石破 私はね、環境整備の第一が総理が出向くことだと思ってるんですよ。まずそれをやらなければ、何も始まりません。人々の気持ちを踏みにじって、努力を嘲笑して、それはみんな民主党政権がやったことですよ、間違いなく。そのお詫びから始まらないで、一体何が環境整備だ。私はそう思いますね。
総理がおっしゃることに、どこか引っかかりがありますのはね、誤りを誤りとしてきちんと認める、人間無謬ではありませんから、誤りがなかったってことはないんです。たとえば、消費税のお話でもそうでしょうよ。ヴェニスの商人や、あるいは一休さんの頓知問答ではあるまいしですね、任期中に上げるとは言わなかったと、しかし上げる法案を出さないとは言わなかったぞと。それを人々はどう受け取りますか。無駄を省けばお金は出てくると、いくらでもお金は出てくる、消費税は上げなくても大丈夫だと、民主党政権は、消費税を上げないのみならず、上げる法案を出すとも思わなかったはずです。少なくとも人々はそう受け取っていない。そのように思わせたことはすまなかったと、なぜ言えませんか。
それはね、やはりもう政治の一番の根本だと思いますよ。それを、上げる法案を出すとは言わなかったが、上げるとは言わなかった、しかし上げる法案を出すとは言わなかったんです。それをもって詭弁と言うのですよ。
そして、沖縄に条件が整ったら行く、そうじゃないでしょう。まず行くところから始めなければ何にも始まらないでしょう。どうですか。
野田 あの、ま、消費税の問題も、これは、あの、基本的に詭弁というご指摘でございますけれども、その総選挙の時にはマニフェストでは触れていなかった、そして、消費税については議論することは封印をされていない中で、待ったなしの状況の中で法案を出して、そしてそれをご審議いただきたいというのが今の思いであります。
で、その思いについての経緯についての説明は、してきたつもりでございます。で、これは、任期中に上げない分、当然のことながら、実際に法案を審議していただき、成立した暁には、当然のことながら実施時期の前には国民の信を問うということを、これはあの、いわゆる時系列できちっと論理的に説明をしてきているというふうに思います。
で、その上での今の、あの、沖縄の問題でございますけれども、これは、あの、お詫びについては、それは記者会見であるとか、国会の場においても何回もしてまいりました。もちろんその現場に行って、そしてお話をするということが一番だというご指摘は分かりますけれども、あの、決して、あの、お詫びをしないで物事を進めようとしてきているわけではないということは是非ご理解いただきたいというふうに思います。
石破 申し上げておきます。行かなければ何も始まらないということは、これは強く申し上げて起きます。一日も早く行ってください。
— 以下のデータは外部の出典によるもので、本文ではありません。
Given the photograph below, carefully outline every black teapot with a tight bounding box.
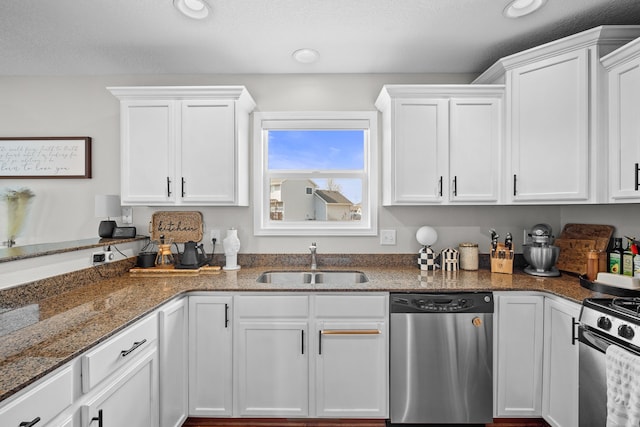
[176,241,208,269]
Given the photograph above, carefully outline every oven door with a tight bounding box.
[578,325,640,427]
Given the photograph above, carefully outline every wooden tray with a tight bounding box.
[555,223,614,275]
[149,211,203,243]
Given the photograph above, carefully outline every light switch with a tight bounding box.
[380,229,397,245]
[121,207,133,224]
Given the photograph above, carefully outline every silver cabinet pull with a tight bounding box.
[120,339,147,357]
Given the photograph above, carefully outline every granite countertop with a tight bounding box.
[0,260,606,403]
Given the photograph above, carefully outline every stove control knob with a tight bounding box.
[597,316,612,331]
[618,324,635,340]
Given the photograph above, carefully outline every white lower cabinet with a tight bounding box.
[542,298,580,427]
[495,293,544,417]
[188,295,233,417]
[159,298,188,427]
[233,293,389,419]
[82,347,158,427]
[314,294,388,418]
[235,295,309,417]
[0,364,74,427]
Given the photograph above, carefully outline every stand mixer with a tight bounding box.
[523,223,560,277]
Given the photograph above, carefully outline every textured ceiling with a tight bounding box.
[1,0,640,76]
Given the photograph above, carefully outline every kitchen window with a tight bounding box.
[253,111,378,236]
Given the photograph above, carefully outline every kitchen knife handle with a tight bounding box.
[181,177,186,197]
[453,176,457,197]
[438,176,443,197]
[19,417,41,427]
[635,163,639,191]
[513,174,517,196]
[166,177,172,197]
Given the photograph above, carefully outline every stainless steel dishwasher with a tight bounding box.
[390,292,494,425]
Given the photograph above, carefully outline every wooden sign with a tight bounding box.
[0,137,92,178]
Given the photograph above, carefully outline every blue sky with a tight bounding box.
[268,130,364,203]
[268,130,364,170]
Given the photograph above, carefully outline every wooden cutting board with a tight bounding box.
[129,265,221,276]
[148,211,203,243]
[555,223,614,275]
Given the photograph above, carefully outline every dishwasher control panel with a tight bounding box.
[391,292,494,313]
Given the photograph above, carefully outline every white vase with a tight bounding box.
[222,228,241,270]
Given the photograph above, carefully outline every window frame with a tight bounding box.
[253,111,378,236]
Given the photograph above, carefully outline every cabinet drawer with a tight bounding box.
[0,365,73,427]
[315,294,388,318]
[236,295,309,318]
[81,314,157,393]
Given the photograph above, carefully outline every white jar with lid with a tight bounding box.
[459,243,479,270]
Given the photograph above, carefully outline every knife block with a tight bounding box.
[490,243,514,274]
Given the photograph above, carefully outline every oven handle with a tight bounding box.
[579,326,640,356]
[579,327,611,354]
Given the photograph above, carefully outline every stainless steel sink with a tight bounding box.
[256,270,369,285]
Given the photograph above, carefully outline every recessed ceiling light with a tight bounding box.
[292,48,320,64]
[503,0,547,18]
[174,0,210,19]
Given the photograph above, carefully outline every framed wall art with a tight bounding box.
[0,137,92,179]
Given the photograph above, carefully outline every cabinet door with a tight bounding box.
[543,298,580,427]
[390,98,449,204]
[159,298,188,427]
[82,347,158,427]
[315,321,388,418]
[120,100,176,205]
[188,296,233,417]
[180,100,237,204]
[495,294,544,417]
[510,50,589,202]
[237,321,308,417]
[449,97,502,203]
[608,54,640,202]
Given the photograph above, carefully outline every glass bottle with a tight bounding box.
[622,239,634,277]
[608,237,623,275]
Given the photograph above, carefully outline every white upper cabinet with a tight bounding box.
[474,25,640,204]
[108,86,256,206]
[603,37,640,203]
[376,85,504,205]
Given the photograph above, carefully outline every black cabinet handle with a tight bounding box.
[224,303,229,328]
[19,418,41,427]
[120,339,147,357]
[166,177,172,197]
[301,330,305,355]
[453,176,458,197]
[572,317,579,346]
[181,177,186,197]
[513,174,517,196]
[635,163,639,191]
[318,330,322,355]
[91,409,103,427]
[438,176,443,197]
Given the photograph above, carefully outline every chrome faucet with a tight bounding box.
[309,242,317,270]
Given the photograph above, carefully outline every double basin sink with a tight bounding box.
[256,270,369,285]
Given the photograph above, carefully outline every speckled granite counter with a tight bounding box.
[0,257,611,403]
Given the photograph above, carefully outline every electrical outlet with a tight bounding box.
[380,229,397,245]
[92,250,115,264]
[210,229,221,243]
[121,207,133,224]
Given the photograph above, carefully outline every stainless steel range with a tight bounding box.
[578,297,640,426]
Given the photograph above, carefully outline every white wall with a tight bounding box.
[0,73,636,257]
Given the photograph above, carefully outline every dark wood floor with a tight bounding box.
[182,418,550,427]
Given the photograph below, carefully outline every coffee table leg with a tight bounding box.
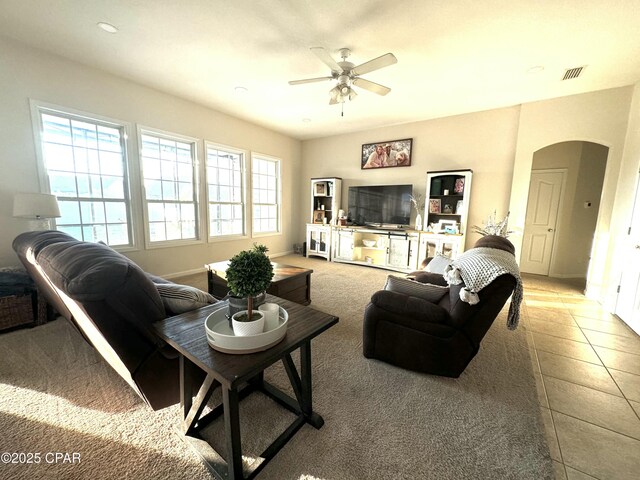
[222,386,243,479]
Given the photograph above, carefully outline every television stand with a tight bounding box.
[331,226,421,273]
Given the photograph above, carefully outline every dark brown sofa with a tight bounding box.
[362,236,517,377]
[12,230,197,410]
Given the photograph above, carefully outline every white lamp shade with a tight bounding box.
[13,193,61,219]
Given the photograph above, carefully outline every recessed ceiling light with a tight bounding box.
[302,118,311,123]
[527,65,544,74]
[234,86,248,94]
[97,22,118,33]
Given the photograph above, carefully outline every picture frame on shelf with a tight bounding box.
[314,182,327,196]
[429,198,441,214]
[454,177,465,194]
[313,210,325,224]
[455,200,464,214]
[361,138,412,169]
[438,219,459,234]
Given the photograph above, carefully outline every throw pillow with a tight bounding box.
[424,254,452,275]
[155,283,217,314]
[384,275,449,303]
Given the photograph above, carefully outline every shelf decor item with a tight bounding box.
[314,182,327,196]
[472,211,514,237]
[410,194,425,231]
[225,244,274,336]
[454,177,465,194]
[429,198,441,214]
[361,138,412,169]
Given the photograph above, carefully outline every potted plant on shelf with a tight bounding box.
[226,244,274,336]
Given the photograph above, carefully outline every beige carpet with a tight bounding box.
[0,254,552,479]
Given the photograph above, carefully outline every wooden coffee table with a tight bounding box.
[206,261,313,305]
[153,295,338,480]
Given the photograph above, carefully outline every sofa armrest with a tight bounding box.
[370,290,450,324]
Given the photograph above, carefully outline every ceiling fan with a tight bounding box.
[289,47,397,105]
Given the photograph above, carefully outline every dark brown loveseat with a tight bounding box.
[362,236,518,377]
[12,230,194,410]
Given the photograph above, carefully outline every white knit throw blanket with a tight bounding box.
[443,247,523,330]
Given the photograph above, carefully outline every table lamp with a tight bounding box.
[13,192,61,230]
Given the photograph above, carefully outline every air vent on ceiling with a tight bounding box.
[562,66,586,80]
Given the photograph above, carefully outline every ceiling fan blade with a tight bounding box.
[310,47,341,72]
[288,76,333,85]
[351,53,397,76]
[352,77,391,96]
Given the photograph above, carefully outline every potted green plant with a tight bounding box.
[226,244,274,336]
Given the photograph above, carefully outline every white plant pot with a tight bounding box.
[231,310,265,336]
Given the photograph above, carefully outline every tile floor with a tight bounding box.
[520,274,640,480]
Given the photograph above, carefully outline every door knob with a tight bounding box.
[547,228,554,232]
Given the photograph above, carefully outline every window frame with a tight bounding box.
[30,100,138,251]
[137,125,203,249]
[204,141,249,242]
[250,152,282,238]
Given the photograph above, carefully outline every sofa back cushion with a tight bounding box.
[37,240,165,326]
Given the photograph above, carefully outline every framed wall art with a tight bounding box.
[361,138,412,169]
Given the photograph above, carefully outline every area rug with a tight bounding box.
[0,254,552,479]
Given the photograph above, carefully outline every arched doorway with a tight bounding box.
[520,141,609,287]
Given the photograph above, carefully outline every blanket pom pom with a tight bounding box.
[459,288,480,305]
[444,265,462,285]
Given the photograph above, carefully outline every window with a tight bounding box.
[140,130,199,244]
[206,143,246,238]
[36,107,132,246]
[252,155,281,235]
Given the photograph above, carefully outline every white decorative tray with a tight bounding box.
[204,302,288,354]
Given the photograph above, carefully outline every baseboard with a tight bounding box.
[160,250,295,279]
[548,273,586,279]
[162,267,206,280]
[269,250,295,258]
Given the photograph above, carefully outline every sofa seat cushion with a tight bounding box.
[36,240,165,324]
[155,283,217,315]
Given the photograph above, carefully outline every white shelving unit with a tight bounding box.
[306,177,342,260]
[420,169,473,259]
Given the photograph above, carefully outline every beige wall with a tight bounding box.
[530,142,607,278]
[300,107,521,248]
[508,87,634,306]
[609,82,640,314]
[0,37,302,276]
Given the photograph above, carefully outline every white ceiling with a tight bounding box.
[2,0,640,140]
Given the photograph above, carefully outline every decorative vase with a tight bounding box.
[231,310,265,336]
[415,213,423,231]
[227,292,266,318]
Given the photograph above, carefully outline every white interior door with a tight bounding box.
[616,174,640,334]
[520,170,564,275]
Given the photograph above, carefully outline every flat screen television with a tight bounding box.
[347,184,412,228]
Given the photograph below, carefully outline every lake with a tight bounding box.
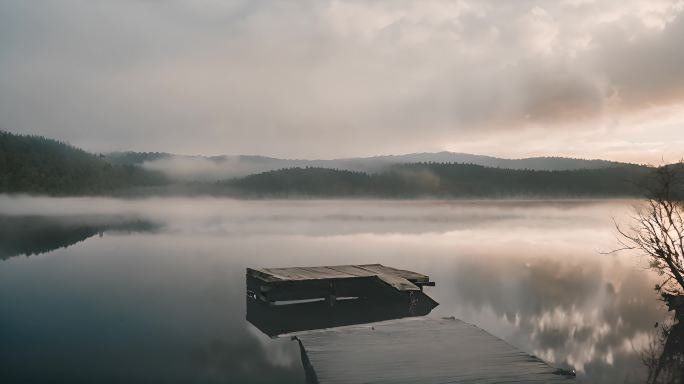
[0,197,670,383]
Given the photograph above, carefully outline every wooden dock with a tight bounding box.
[246,264,436,305]
[245,265,573,382]
[246,264,439,337]
[294,317,574,383]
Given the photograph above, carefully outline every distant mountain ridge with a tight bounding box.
[106,150,627,181]
[1,130,657,198]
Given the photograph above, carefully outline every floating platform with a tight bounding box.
[294,317,575,383]
[246,264,439,336]
[246,264,436,305]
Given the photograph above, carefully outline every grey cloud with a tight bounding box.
[0,0,683,157]
[597,12,684,108]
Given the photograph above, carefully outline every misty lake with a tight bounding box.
[0,197,670,383]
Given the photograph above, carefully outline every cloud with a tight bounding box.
[0,0,683,160]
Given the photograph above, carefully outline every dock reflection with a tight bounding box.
[246,290,438,337]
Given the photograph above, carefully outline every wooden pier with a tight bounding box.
[294,317,574,383]
[245,265,574,382]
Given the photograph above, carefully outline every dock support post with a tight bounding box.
[327,281,336,307]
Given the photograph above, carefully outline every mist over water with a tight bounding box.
[0,197,668,383]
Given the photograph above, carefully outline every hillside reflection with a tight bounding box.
[0,215,159,260]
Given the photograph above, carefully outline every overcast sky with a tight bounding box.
[1,0,683,162]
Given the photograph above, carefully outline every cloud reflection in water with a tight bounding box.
[0,197,669,383]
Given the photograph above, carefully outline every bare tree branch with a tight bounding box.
[614,162,684,296]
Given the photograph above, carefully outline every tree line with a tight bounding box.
[0,130,667,198]
[0,131,168,195]
[221,163,653,198]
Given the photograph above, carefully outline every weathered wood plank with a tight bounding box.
[356,264,430,283]
[299,266,359,279]
[247,264,431,293]
[295,317,572,383]
[326,265,379,277]
[374,273,420,291]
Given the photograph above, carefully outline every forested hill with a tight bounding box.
[0,131,168,195]
[0,130,661,198]
[222,163,652,198]
[104,151,171,166]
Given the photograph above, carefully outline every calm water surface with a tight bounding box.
[0,197,670,383]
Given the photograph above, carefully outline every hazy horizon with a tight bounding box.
[7,129,640,164]
[106,148,633,163]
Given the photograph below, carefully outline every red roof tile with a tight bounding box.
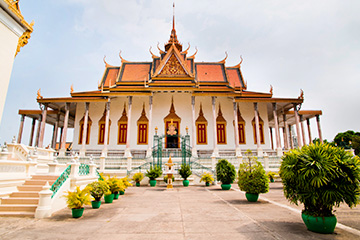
[196,64,227,82]
[227,68,242,88]
[104,68,120,87]
[120,63,151,82]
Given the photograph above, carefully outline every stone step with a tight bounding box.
[31,175,59,181]
[24,179,55,186]
[1,198,39,205]
[0,211,34,217]
[10,191,39,198]
[17,185,44,192]
[0,205,37,212]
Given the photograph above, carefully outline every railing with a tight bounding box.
[79,163,90,175]
[50,165,71,198]
[190,161,215,178]
[127,162,153,175]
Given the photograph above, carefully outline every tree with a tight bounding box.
[333,130,360,155]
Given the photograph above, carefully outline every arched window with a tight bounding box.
[252,116,265,144]
[196,103,207,144]
[137,104,149,145]
[118,104,127,145]
[216,104,227,144]
[237,106,246,144]
[78,116,92,145]
[98,109,111,145]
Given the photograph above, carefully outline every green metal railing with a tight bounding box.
[50,165,71,198]
[126,162,153,175]
[190,161,215,177]
[79,163,90,175]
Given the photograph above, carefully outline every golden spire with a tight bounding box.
[165,2,182,52]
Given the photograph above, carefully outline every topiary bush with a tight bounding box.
[179,164,192,180]
[280,142,360,217]
[145,165,163,180]
[238,152,269,194]
[87,180,110,201]
[216,159,236,184]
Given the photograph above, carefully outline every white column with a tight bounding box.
[29,118,36,146]
[124,96,133,157]
[289,125,294,149]
[38,104,48,148]
[293,104,303,148]
[300,115,306,146]
[272,103,282,156]
[102,101,110,156]
[80,102,89,157]
[316,115,323,143]
[269,127,274,150]
[35,115,42,147]
[307,118,312,144]
[283,114,289,150]
[146,96,153,158]
[211,96,219,157]
[51,113,60,149]
[233,100,241,156]
[254,102,263,156]
[17,115,25,144]
[191,96,198,157]
[59,103,70,156]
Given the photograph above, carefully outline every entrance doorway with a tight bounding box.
[165,120,179,148]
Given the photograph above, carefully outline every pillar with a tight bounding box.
[191,96,198,157]
[38,104,48,148]
[306,118,312,144]
[283,114,289,150]
[102,100,110,156]
[59,127,64,150]
[254,102,263,156]
[29,118,36,146]
[316,115,323,143]
[125,96,132,157]
[17,114,25,144]
[51,113,60,149]
[300,115,306,146]
[289,125,294,149]
[233,100,241,156]
[272,103,282,156]
[147,96,153,157]
[269,127,274,150]
[35,115,42,147]
[59,103,70,156]
[211,96,219,157]
[293,104,303,148]
[80,102,89,156]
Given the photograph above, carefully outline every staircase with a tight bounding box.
[0,175,58,217]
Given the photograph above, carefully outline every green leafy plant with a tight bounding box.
[280,142,360,217]
[145,165,163,180]
[121,177,133,188]
[64,186,91,209]
[216,159,236,184]
[163,175,175,183]
[267,171,276,182]
[200,172,214,184]
[238,151,269,194]
[132,172,144,183]
[87,181,110,201]
[178,164,192,180]
[106,176,125,194]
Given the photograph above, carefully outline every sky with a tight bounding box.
[1,0,360,146]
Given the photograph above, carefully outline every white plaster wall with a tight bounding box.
[0,8,25,125]
[72,94,271,151]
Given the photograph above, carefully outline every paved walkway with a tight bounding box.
[0,183,359,240]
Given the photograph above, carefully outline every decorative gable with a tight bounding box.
[159,54,187,77]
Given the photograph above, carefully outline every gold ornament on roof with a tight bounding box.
[70,84,74,94]
[15,21,34,56]
[37,88,43,99]
[298,89,304,99]
[159,54,186,76]
[270,85,273,95]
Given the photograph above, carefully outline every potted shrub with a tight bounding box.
[87,180,110,209]
[280,142,360,234]
[200,172,214,186]
[267,171,276,182]
[104,176,124,202]
[132,172,144,187]
[179,164,192,186]
[64,186,91,218]
[216,159,236,190]
[145,165,162,187]
[120,176,133,194]
[238,152,269,202]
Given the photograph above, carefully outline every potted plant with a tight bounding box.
[238,151,269,202]
[145,165,162,187]
[87,180,110,209]
[104,176,124,202]
[200,172,214,186]
[280,142,360,234]
[216,159,236,190]
[120,176,133,194]
[267,171,276,182]
[64,186,91,218]
[132,172,144,187]
[179,164,192,186]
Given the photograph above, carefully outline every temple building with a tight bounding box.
[16,14,323,162]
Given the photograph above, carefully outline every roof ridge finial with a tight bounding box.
[173,2,175,31]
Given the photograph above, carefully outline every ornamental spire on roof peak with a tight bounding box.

防衛大臣、憲法についてまず伺いましょう。自衛隊は憲法に全く書いてありませんね。どこを見ても、自衛隊のジの字もありませんね。しかし、ずうっと私どもも含めて、自衛隊は合憲であるというのが政府の立場であります。なぜ合憲というふうに言えますか。
田中 えー、我が国は、戦争の放棄を憲法で謳っております。第9条で、えーと、その、補足があるわけでございまして、この武力による威嚇または武力の行使は、国際紛争を解決する手段としては永久にこれを放棄するわけでありますが、陸海空軍その他の戦力はこれを保持しない、国の交戦権はこれを認めないという中にありまして、不保持の文書になっている訳でありますが、自衛権の中でも個別自衛権の、国家でありますから保持をしておるわけでありまして、えー、当時警察予備隊から始まりまして、我が国の、を守るために今日の自衛隊があるわけでありますし、憲法の範囲内で専守防衛の自衛隊が27万人の自衛隊を保持する状況になってきておるところでございます。
日々我が国を守るために、頑張ってくれてるというように認識を致しております。
石破 だから、今お読みになった第9条のどこから合憲と読むのですかと聞いているんですよ。
田中 ま、憲法9条は我が国が主権国として持つ固有の自衛権を否定するものではありません。自衛権発動の三要件に該当する場合には、自衛のための必要最小限の実力を行使することが認められておるところでございまして、えー、そのために自衛隊があるわけでございます。
石破 問われたことに答えてください。秘書官、メモ出さないように。私、秘書官と議論してるわけじゃないからね。いいですか。第9条のどこから読むのですかと聞いているのです。
田中 えー、第9条の2項でございます。
石破 陸海空軍その他の戦力はこれを保持しないと書いてありますね、第2項は。じゃあ、自衛隊は何ですか。
田中 えー、必要最小、我が国が保有する、最小必要、あの、必要限の、必要最小限の国を守るですね、専守防衛の部隊でございます。
石破 「前項の目的を達するため」という芦田修正で合憲としているのですよ。何のために芦田修正ってのがあったんですか。「日本国民は、正義と秩序を基調とする国際平和を誠実に希求し、国権の発動たる戦争と武力による威嚇、武力の行使は、国際紛争を解決する手段としては永久にこれを放棄する」。「前項の目的を達するため」という条文をわざわざ入れ、そしてまた文民条項を入れたというのが、そこを合憲とする根拠だったのではありませんか。
田中 えー、その点につきましては、私自身は理解を致しておりませんし、えー、先生のご知見を拝聴しながら、あの、よく理解をしたいと思います。